An education apartheid still reigns in America's schools

By Sam Chaltain

McClatchy-Tribune Information Services

Published: Monday, May 18 2009 12:02 a.m. MDT

WASHINGTON — Last week, America marked the 55th anniversary of Thurgood Marshall's historic Supreme Court victory in Brown v. Board of Education.

If Marshall were still alive, however, he would urge us to stop celebrating 1954 and start accepting responsibility for our complicity in the creation of a "separate but equal" education apartheid system — with one method of instruction for the poor and another for the privileged.

In theory, the Brown decision represents the most hopeful strains of the American narrative: working within a system of laws to extend the promise of freedom, more fairly and fully, to each succeeding generation.

"In the field of public education," in a unanimous decision the Warren Court wrote, "the doctrine of 'separate but equal' has no place," and the opportunity to learn "is a right which must be made available to all on equal terms."

Civil rights advocates everywhere were joyous.
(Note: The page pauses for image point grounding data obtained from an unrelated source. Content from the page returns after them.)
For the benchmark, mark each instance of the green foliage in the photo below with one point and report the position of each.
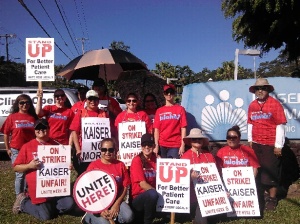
(287, 210)
(266, 24)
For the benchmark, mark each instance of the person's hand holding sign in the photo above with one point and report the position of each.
(35, 164)
(115, 209)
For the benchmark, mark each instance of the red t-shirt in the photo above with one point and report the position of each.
(25, 156)
(138, 174)
(169, 120)
(204, 157)
(77, 106)
(124, 116)
(242, 156)
(59, 121)
(117, 169)
(264, 118)
(21, 128)
(76, 123)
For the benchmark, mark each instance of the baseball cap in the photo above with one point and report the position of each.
(169, 86)
(147, 138)
(41, 123)
(99, 82)
(91, 93)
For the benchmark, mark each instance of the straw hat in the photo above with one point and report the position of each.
(195, 133)
(261, 82)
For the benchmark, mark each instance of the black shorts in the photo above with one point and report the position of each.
(270, 165)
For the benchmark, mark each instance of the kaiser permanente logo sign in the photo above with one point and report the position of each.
(214, 107)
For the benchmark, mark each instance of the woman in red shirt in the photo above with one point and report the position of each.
(58, 116)
(132, 113)
(91, 110)
(143, 181)
(119, 210)
(19, 125)
(196, 155)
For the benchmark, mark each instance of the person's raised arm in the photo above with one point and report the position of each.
(38, 109)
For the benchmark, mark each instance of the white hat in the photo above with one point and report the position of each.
(92, 93)
(261, 82)
(195, 133)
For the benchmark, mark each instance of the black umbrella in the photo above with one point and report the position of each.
(103, 63)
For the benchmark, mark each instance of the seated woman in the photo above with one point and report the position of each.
(236, 154)
(40, 208)
(119, 210)
(196, 155)
(143, 176)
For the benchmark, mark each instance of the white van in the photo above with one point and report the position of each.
(9, 94)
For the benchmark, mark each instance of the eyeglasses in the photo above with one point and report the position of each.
(93, 98)
(232, 137)
(149, 144)
(59, 95)
(110, 150)
(263, 88)
(196, 139)
(24, 102)
(129, 101)
(169, 91)
(42, 130)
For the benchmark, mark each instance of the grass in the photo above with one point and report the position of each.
(288, 210)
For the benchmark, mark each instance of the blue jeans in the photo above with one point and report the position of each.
(125, 216)
(146, 202)
(20, 177)
(48, 210)
(166, 152)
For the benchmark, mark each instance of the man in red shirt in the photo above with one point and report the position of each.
(266, 135)
(28, 163)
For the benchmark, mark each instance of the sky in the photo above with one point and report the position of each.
(181, 32)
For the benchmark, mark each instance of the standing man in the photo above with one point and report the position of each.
(266, 135)
(112, 106)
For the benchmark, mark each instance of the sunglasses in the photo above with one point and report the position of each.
(169, 91)
(24, 102)
(110, 150)
(149, 144)
(232, 137)
(196, 139)
(93, 98)
(129, 101)
(59, 95)
(263, 88)
(41, 129)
The Chicago Defender proclaimed May 17, 1954, as "the beginning of the end of the dual society in American life and the system of segregation that supports it." Marshall himself remembered feeling "so happy I was numb."

In practice, unfortunately, integrated schools today are as much of a dream now as they were then, yet the subject of segregation has all but disappeared from the national conversation about education reform. Worse still, many of the newest and most promising schools in our nation's cities are actually increasing the racial stratification of young people and communities — not lessening it.
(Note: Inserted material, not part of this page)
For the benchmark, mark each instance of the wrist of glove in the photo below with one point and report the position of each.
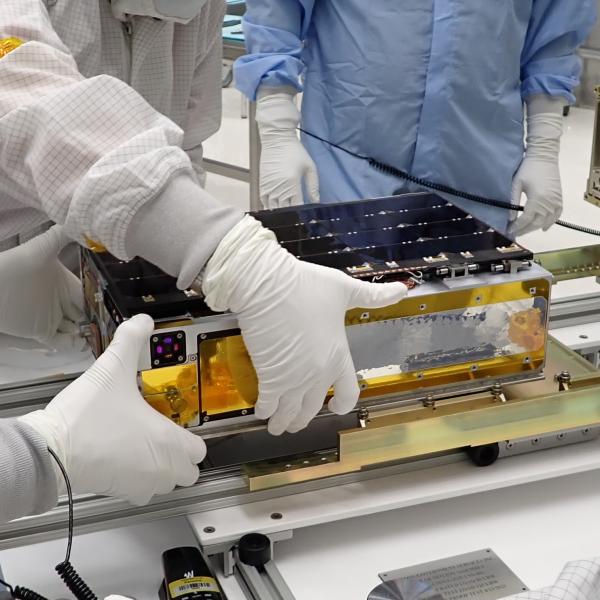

Providing 'separate but equal' facilities, it seems, has once again become an acceptable justification for allowing an inequitable schooling system to exist.

In this system, some schools receive ample funding, while others scrape by. Some schools are filled with passionate, experienced educators, while others are flooded with passionate, inexperienced rookies.

And while one child is being taught that the key to success is finding the right, multiple-choice answer to other people's questions, another is learning that success comes from finding one's voice and discovering one's rightful place in the world.

Which child is more likely to do well in life, and in a democratic society? Certainly, the one who is taught to think critically, reflect and ask questions.